A Dimora Artica a Milano c’è un marchingegno che ricorda la trasmutazione alchemica. Tre fontane: una rappresenta la figura femminile, dal cui seno fuoriesce del vino, un’altra è l’emblema della figura maschile e l’ultima racchiude un liquido primordiale da cui ha origine la materia. Queste sembrano collegate tra loro in uno strano meccanismo illuminato dalla luce di Wood e un neon rosa. Al centro di questa “giostra” giacciono frammenti in pietra che rappresentano un cavallo.
Ci sono diverse narrazioni proposte: storie mitologiche, storie artistiche, storie irreali. Omnia vincit amor et nos cedamus amori (L’amore vince tutto e noi cediamo all’amore): è la frase che Virgilio nella Egloga X delle Bucoliche fa pronunciare a Cornelio Gallo in un discorso metapoetico legato all’inferiorità del genere elegiaco rispetto a quello bucolico.

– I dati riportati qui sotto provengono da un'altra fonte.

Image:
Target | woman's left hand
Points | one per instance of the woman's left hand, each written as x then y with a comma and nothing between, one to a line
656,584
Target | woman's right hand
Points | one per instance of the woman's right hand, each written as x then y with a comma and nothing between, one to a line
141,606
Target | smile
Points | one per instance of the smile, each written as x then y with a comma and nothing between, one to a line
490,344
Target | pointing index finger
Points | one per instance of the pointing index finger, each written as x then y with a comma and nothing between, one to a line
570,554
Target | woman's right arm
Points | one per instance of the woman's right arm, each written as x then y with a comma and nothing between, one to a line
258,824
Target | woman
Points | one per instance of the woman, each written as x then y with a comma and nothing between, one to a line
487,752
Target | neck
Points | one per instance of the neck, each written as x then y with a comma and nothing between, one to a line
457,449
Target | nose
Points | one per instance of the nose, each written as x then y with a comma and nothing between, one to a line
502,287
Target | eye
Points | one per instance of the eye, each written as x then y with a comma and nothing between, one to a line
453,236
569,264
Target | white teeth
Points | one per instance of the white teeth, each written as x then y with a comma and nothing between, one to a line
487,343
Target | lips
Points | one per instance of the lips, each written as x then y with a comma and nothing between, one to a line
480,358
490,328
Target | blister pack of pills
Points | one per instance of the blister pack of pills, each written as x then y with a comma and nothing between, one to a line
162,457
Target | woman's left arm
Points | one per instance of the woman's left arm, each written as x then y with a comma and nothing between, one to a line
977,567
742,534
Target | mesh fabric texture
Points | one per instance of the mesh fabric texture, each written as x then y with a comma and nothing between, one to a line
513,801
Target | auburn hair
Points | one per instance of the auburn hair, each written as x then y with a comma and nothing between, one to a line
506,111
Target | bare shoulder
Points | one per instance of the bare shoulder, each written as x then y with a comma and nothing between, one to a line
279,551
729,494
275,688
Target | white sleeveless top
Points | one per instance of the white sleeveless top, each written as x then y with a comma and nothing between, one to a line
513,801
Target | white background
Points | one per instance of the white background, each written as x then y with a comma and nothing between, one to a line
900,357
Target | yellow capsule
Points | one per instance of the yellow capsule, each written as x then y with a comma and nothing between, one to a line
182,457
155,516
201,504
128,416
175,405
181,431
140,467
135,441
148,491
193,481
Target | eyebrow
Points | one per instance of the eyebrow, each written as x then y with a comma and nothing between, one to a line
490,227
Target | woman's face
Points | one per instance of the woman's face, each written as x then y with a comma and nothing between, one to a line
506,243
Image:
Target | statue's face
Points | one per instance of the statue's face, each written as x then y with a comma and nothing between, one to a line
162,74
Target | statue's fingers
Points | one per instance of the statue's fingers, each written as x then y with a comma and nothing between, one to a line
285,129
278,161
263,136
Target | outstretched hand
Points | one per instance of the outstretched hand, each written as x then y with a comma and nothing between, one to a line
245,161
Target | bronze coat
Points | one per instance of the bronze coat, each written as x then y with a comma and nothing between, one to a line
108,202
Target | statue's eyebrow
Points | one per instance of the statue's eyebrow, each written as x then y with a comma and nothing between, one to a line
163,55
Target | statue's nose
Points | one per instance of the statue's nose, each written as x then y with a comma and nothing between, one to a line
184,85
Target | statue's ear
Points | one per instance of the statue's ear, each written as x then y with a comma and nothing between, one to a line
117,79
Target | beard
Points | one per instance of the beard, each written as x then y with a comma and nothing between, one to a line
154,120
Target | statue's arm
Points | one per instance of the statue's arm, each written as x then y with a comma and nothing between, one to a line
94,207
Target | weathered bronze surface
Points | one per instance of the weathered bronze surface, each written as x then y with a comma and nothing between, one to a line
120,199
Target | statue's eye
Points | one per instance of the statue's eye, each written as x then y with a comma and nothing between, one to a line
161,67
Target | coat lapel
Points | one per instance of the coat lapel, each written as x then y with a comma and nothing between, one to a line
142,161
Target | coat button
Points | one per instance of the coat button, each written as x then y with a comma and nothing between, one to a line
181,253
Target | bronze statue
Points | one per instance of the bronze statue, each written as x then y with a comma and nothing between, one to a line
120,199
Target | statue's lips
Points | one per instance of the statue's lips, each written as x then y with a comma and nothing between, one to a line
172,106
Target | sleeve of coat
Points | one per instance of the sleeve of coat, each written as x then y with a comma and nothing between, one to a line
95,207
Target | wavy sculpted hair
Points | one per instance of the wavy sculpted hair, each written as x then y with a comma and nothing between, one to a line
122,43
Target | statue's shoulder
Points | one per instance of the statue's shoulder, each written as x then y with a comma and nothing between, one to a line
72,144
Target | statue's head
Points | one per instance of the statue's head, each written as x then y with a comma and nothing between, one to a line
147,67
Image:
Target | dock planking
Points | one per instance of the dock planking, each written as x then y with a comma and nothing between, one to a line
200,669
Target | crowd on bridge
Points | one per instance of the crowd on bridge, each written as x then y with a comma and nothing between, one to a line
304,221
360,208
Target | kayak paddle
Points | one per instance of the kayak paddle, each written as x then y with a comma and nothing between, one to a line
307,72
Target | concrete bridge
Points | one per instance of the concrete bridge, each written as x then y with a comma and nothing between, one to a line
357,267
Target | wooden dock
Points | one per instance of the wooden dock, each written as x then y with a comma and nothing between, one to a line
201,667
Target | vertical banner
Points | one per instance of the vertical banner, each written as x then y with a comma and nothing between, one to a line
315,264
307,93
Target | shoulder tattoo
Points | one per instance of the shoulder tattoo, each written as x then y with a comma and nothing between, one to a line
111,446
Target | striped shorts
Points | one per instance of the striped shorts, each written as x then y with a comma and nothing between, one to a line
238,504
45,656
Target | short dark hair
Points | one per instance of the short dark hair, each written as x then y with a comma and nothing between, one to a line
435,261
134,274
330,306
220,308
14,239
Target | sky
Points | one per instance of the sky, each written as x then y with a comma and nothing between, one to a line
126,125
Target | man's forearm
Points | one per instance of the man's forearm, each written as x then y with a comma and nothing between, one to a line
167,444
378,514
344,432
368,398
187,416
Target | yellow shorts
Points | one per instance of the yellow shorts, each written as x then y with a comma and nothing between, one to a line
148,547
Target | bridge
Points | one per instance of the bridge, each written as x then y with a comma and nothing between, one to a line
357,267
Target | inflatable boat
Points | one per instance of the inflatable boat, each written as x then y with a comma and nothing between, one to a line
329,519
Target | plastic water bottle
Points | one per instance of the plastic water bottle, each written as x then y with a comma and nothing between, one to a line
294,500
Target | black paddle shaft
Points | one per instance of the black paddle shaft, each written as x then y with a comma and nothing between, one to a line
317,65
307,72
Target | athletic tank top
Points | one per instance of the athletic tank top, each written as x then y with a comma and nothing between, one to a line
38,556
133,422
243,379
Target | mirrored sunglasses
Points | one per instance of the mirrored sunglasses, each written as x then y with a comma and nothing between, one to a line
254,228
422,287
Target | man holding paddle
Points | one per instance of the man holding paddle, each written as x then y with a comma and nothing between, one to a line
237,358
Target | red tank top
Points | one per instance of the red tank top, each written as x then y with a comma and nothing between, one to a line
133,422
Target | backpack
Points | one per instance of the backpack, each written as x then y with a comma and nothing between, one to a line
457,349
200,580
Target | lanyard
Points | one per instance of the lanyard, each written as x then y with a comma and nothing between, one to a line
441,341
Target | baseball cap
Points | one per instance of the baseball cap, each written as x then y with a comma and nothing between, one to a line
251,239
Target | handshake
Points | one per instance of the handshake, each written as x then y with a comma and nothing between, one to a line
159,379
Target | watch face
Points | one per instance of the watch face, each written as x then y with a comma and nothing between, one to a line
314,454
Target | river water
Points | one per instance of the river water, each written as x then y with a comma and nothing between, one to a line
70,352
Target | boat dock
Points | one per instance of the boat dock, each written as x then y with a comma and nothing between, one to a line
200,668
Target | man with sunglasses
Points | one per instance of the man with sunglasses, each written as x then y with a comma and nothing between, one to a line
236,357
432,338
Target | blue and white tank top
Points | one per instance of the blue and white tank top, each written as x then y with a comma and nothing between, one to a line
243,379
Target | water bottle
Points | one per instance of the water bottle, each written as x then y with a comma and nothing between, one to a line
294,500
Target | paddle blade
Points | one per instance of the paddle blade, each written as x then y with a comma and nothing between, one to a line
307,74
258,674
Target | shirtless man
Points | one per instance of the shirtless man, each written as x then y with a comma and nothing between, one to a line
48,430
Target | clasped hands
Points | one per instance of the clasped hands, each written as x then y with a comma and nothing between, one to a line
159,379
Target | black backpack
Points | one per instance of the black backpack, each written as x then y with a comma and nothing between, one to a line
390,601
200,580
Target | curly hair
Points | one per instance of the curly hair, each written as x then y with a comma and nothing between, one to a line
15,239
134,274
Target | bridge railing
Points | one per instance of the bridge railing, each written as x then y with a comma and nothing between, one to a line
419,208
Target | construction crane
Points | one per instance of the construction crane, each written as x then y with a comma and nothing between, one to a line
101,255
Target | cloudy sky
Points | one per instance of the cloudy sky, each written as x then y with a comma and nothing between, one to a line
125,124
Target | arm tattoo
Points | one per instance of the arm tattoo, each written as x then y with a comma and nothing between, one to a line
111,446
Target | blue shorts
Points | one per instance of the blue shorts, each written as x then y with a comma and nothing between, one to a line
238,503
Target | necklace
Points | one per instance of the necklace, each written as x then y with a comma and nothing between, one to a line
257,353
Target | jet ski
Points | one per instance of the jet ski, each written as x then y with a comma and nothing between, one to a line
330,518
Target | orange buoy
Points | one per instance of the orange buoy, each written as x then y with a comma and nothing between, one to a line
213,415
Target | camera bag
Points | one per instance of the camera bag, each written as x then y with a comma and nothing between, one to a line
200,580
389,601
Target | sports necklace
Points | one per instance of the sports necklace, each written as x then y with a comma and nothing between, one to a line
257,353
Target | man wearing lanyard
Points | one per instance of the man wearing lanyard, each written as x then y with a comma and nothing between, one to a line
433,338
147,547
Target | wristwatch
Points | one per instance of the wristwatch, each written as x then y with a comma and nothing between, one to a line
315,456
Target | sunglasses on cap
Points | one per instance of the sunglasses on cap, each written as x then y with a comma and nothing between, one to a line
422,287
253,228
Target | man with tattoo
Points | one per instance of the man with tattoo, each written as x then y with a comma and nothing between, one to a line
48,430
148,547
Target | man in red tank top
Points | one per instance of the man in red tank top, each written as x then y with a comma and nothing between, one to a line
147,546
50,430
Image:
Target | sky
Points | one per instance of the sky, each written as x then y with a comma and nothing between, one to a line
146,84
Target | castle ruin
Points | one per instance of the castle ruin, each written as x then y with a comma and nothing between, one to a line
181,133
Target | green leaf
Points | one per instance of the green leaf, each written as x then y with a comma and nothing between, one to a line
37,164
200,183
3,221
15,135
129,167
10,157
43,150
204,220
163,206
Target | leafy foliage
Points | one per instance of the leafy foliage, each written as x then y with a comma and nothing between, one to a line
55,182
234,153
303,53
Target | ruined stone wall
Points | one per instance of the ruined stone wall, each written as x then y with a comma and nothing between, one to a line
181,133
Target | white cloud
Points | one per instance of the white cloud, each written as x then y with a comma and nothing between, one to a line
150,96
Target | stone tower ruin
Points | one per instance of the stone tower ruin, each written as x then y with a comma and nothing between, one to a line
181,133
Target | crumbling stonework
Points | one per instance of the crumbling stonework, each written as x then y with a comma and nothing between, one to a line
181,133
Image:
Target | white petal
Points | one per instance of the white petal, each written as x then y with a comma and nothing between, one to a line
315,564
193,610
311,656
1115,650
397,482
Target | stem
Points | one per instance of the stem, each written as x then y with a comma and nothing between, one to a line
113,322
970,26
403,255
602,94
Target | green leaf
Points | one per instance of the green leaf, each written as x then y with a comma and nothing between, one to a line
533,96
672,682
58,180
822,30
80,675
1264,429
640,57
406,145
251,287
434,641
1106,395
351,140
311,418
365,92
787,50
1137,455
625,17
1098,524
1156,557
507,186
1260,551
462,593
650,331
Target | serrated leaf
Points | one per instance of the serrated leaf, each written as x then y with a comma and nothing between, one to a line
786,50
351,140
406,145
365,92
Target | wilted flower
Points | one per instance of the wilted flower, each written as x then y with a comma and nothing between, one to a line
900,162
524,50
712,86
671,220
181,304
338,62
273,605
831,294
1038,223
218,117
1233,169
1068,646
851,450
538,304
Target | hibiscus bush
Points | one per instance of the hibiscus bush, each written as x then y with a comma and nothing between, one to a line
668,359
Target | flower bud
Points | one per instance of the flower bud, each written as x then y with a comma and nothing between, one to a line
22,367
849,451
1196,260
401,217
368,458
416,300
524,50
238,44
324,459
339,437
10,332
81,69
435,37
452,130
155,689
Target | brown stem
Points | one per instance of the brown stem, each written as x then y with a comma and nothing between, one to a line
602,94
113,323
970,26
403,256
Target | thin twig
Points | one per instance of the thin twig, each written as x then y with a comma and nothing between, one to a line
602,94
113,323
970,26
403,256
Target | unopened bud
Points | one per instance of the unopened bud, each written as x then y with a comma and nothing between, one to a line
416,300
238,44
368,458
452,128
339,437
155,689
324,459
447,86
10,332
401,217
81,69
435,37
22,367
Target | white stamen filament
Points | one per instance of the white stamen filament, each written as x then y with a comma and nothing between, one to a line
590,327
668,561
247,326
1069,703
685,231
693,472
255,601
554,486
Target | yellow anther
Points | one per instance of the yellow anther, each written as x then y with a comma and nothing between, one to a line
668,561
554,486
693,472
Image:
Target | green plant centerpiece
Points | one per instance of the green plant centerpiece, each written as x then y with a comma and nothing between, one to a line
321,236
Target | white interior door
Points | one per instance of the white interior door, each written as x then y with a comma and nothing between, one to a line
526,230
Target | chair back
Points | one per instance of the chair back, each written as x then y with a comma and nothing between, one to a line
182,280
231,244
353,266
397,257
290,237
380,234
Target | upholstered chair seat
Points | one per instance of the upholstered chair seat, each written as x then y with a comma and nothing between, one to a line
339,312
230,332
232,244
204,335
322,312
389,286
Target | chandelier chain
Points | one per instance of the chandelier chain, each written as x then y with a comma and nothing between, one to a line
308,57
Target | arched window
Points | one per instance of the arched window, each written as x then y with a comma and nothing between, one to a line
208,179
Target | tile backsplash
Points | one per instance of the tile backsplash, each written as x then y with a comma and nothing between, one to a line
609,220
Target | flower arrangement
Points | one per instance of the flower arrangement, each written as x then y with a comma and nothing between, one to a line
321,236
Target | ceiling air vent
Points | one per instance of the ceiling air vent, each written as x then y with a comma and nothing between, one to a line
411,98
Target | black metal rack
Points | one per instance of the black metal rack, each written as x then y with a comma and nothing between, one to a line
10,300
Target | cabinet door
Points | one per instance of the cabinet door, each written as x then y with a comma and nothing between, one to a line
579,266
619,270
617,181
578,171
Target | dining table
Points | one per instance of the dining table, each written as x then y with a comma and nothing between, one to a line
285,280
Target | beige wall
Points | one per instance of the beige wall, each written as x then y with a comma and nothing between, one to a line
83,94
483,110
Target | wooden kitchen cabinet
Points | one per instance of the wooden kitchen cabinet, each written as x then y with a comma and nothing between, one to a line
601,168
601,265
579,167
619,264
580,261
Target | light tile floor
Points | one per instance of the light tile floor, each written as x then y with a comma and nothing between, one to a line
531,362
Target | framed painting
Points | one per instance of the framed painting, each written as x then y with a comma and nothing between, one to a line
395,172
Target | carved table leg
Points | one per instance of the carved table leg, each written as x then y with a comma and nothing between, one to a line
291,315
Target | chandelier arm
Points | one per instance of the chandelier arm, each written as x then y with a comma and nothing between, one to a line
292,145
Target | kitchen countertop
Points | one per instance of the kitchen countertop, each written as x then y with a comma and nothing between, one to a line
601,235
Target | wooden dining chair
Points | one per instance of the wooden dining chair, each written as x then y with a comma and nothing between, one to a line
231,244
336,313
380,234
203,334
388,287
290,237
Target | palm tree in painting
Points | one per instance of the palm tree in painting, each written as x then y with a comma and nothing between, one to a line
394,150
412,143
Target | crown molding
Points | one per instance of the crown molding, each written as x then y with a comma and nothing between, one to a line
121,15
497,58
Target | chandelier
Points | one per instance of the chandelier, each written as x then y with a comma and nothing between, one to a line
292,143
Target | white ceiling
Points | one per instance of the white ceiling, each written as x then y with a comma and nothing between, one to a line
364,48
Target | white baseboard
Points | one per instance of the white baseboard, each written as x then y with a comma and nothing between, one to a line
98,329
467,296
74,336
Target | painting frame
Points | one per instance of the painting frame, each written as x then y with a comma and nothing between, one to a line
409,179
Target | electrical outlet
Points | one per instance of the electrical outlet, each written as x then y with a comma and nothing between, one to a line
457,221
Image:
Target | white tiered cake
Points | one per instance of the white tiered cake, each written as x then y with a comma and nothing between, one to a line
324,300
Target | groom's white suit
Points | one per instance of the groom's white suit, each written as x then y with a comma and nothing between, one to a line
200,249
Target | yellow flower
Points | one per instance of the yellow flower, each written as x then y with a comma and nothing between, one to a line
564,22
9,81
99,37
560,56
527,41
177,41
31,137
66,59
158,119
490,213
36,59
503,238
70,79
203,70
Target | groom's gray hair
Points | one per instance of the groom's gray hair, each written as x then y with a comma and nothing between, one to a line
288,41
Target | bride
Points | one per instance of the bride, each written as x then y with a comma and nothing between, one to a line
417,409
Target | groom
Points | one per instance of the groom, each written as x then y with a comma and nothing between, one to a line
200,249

Amor vincit omnia è anche il titolo del cupido di Caravaggio che sovrasta ogni attività umana. L’amore vince tutto di Giovanni Copelli (Reggio Emilia, 1989) a cura di Simona Squadrito è un omaggio al sentimento, un elogio reso visibile attraverso la sua installazione. La macchina creata dall’artista ricorda gli esperimenti alchemici in cui si cercava di trasformare la sostanza allo “stato embrionale” in materia prima. Gli elementi che la compongono sono visibili e riconoscibili, tra la magia e l’esoterismo, Copelli mette in gioco forze diverse, che fanno eco agli esperimenti antichi. Ci sono poi i frammenti di pietra a terra che raffigurano l’immagine di un cavallo, probabilmente estratto da una battaglia: i richiami qui si alternano tra la psicanalisi e la mitologia. Pulsioni umane che combattono tra loro: un amore carnale, passionale, ma pur sempre amore.

I materiali usati, cartapesta e polistirolo, si riescono a percepire dopo un attento sguardo, ma non appena vengono svelati possono essere paragonati alle scenografie felliniane, che tra il sogno e la realtà venivano ricostruite tutte in studio, giocando con la matericità e l’illusione. Una fontana che sembra di sasso è in realtà di cartapesta, un meccanismo che sembra funzionare in realtà non va, la pietra è in realtà polistirolo. Giovanni Copelli con ironia e disillusione ci pone di fronte alla povertà della materia che noi carichiamo di valenze allegoriche. Il suo è un intreccio tra i possibili rimandi e il valore formale dell’installazione. L’amore vince tutto è una scelta estetica prima che una narrazione, ma, inevitabile, ha una storia, molte storie, da raccontare.